Date: Fri, 17 Aug 2007 20:30:54 -0400
Reply-To: Ken Borowiak <EvilPettingZoo97@AOL.COM>
Sender: "SAS(r) Discussion" <SAS-L@LISTSERV.UGA.EDU>
From: Ken Borowiak <EvilPettingZoo97@AOL.COM>
Subject: Re: Padding out a denormalized dset--what's the easy way?
On Fri, 17 Aug 2007 16:00:44 -0700, Pardee, Roy <pardee.r@GHC.ORG> wrote:
>Hey All,
>
>I've got to de-normalize a dataset--that is, take something like this:
>
>mrn dx
>Roy V90
>Roy 402.2
>Roy 333
>Mary 200.3
>
>And turn it into:
>
>mrn dx1 dx2 dx3
>Roy V90 402.2 333
>Mary 200.3
>
>I'm on top of that--can get there w/a call to PROC TRANSPOSE. My source
>dset will change every month, so I'm not sure how many dx<x> fields I'll
>wind up with on a given run, but let's say I know it will never be more
>than 15.
>
>I then need to append that data onto a dset w/vars dx1-dx15 defined. I
>can use the FORCE option on proc append to get it to actually do the
>append, but then I wind up with nastygrams in my log like these here:
>
>WARNING: Variable Dx6 was not found on DATA file.

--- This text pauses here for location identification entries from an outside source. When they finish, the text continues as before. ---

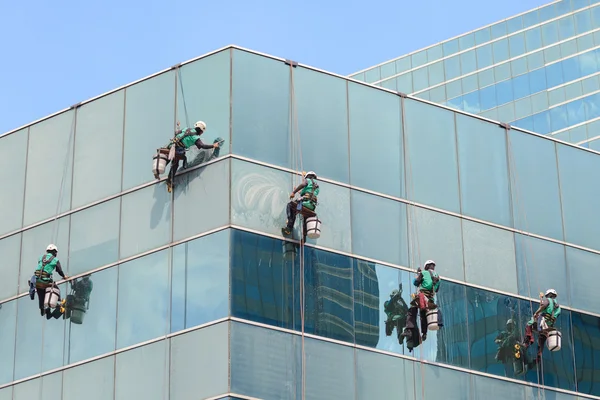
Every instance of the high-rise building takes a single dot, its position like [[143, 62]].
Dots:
[[196, 293], [539, 70]]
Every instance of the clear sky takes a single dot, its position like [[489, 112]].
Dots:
[[57, 53]]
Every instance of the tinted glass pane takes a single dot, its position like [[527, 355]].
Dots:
[[146, 220], [92, 322], [489, 249], [200, 282], [142, 372], [534, 185], [95, 237], [576, 193], [98, 149], [261, 108], [369, 214], [49, 141], [139, 319], [149, 124], [483, 170], [200, 363], [375, 111], [93, 381], [10, 248], [322, 107], [327, 314], [12, 173], [206, 191], [262, 363], [267, 295], [434, 168]]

>WARNING: Variable Dx7 was not found on DATA file.
>
>Question: is there a graceful way of padding out my de-normed dset w/the
>missing dx<x> vars prior to the append? My first thought is a macro w/a
>query on dictionary.columns to find out what my highest dx<x> var is,
>and a loop to generate them, but that seems like a lot of trouble to go
>to. Is there some slick way of getting that work done?
>
>Thanks!
>
>-Roy
>
Roy,
You can flatten your file with DATA step.
data have ;
input mrn $ dx $ ;
datalines ;
Roy V90
Roy 402.2
Roy 333
Mary 200.3
Oprah 250.1
Oprah 378.55
Oprah 410.1
Oprah 689
Oprah 555.10
;
run ;
data want( drop=dx ) ;
array _dx[*] $ dx1-dx15 ;
do _n_=1 by 1 until( last.mrn ) ;
set have ;
by mrn notsorted ;
_dx[_n_]=dx ;
end ;
run ;
HTH,
Ken
|